Lexus NX 450h+ long-term test

Earlier this year, we named the Lexus NX 450h+ the best plug-in hybrid on sale, but now we're seeing if it continues to impress when you live with it every day...

LT Lexus NX 450h+ header

The car Lexus NX 450h+ Premium Pack Run by Will Williams, senior photographer

Why it's here To see if this plug-in hybrid can suit someone who covers a lot of miles, while serving as both family transport and a working vehicle

Needs to Combine the practicality and wow factor that you'd expect from a large, prestige SUV, with the low running costs you wouldn't


Mileage 2200 List price £50,950 Target Price £50,950 Price as tested £57,370 Test Economy 61.5mpg Official Economy 256.8mpg Options fitted Premium Plus Pack (£5750), Terrane Khaki metallic paint (£670)


9 May 2022 – Plugging in

While I’m a long way from considering a pure electric car suitable for my 40k yearly mileage, a plug-in hybrid with a decent electric range can make a great alternative to a diesel for high-mileage drivers of My Generation.

I know this having previously run a Suzuki Across PHEV, which combined 65mpg in the real world with more than 300bhp – enough to almost have kept Keith Moon entertained.

Lexus NX front

If only I could have that technology in something that looked a little more stylish, I remember thinking; blame the vain photographer in me.

Well, step forward the new and distinctly svelte Lexus NX 450h+, which is our 2022 Plug-in Hybrid of the Year.

There’s a conventional hybrid version of the NX, too, which averages a respectable 47.0mpg.

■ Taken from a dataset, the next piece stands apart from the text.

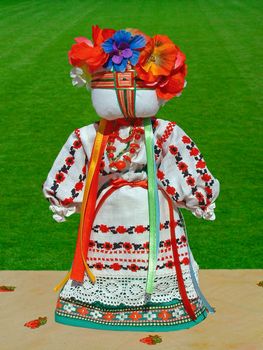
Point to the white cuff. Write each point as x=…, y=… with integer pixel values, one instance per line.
x=60, y=213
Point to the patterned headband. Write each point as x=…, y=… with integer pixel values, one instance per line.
x=157, y=63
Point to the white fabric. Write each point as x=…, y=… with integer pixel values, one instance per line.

But it’s the potential for more than 60mpg that you get with the plug-in model that really appealed, even if its official figure of 256.8mpg is unrealistic for someone like myself who does lots of long journeys.

Lexus has a long history of producing hybrid cars, of course, but this 450h+ is actually its first plug-in model. Fortunately, it seems to have learned lessons from the failings of some rivals.

Lexus NX interior

One example is that it hasn’t skimped on the fuel tank in order to make room for the batteries; the NX can take 55 litres of petrol, which should give me a range of at least 550 miles between fill-ups. And yet the batteries are big enough for more than 40 miles of pure electric running (officially, at least), which ensures the 450h+ qualifies for the lowly 7% company car tax bracket.

First impressions of the car are really positive. The interior is a lovely place to spend time, featuring high-quality materials and a standard of assembly that’s second to none. And while it might be a Trick of the Light, I’m pretty pleased with the way the Terrane Khaki metallic paint that I chose complements the Hazel upholstery.

As for the infotainment system, this represents a massive step forward from those in other Lexus models I’ve driven. You get wireless Apple CarPlay, for starters, while the touchscreen interface is really responsive, and Lexus has sensibly kept the temperature controls separate.

LT Lexus NX 450h+ side

Another strength of the NX is how relaxing it is to drive. For example, the front side windows are double glazed to really isolate you from the hubbub of the outside world. And that means I can fully appreciate the standard 10-speaker surround sound stereo. Whether my young son Callum enjoys listening to The Who’s Won’t Get Fooled Again at level 11 remains to be seen, but his Dad is certainly satisfied.

Aside from that daftly named paint, the only option box that I ticked was for the Premium Plus Pack, which came in at a whopping £5750. But then it does include 25 items – try adding that many extras to any other car and see how much it lightens your wallet by.

Highlights of the pack include adaptive LED headlights, which should help when I return from late night photo shoots; four-way lumbar adjustment to keep me comfortable on those aforementioned long drives; and seats that are ventilated (in addition to being heated), which will be great if we (fingers crossed) get a decent summer.

Lexus NX interior

When I ran the Across I changed to a green energy tariff and had an excellent Pod Point 7kW charger fitted at home, so maximising the potential of the NX should be as easy as plugging it in when I unload my camera bag at the end of the day.

Only time will ultimately tell, though, whether this car really turns out to be my perfect Magic Bus, or if I end up wishing I’d gone for a Substitute.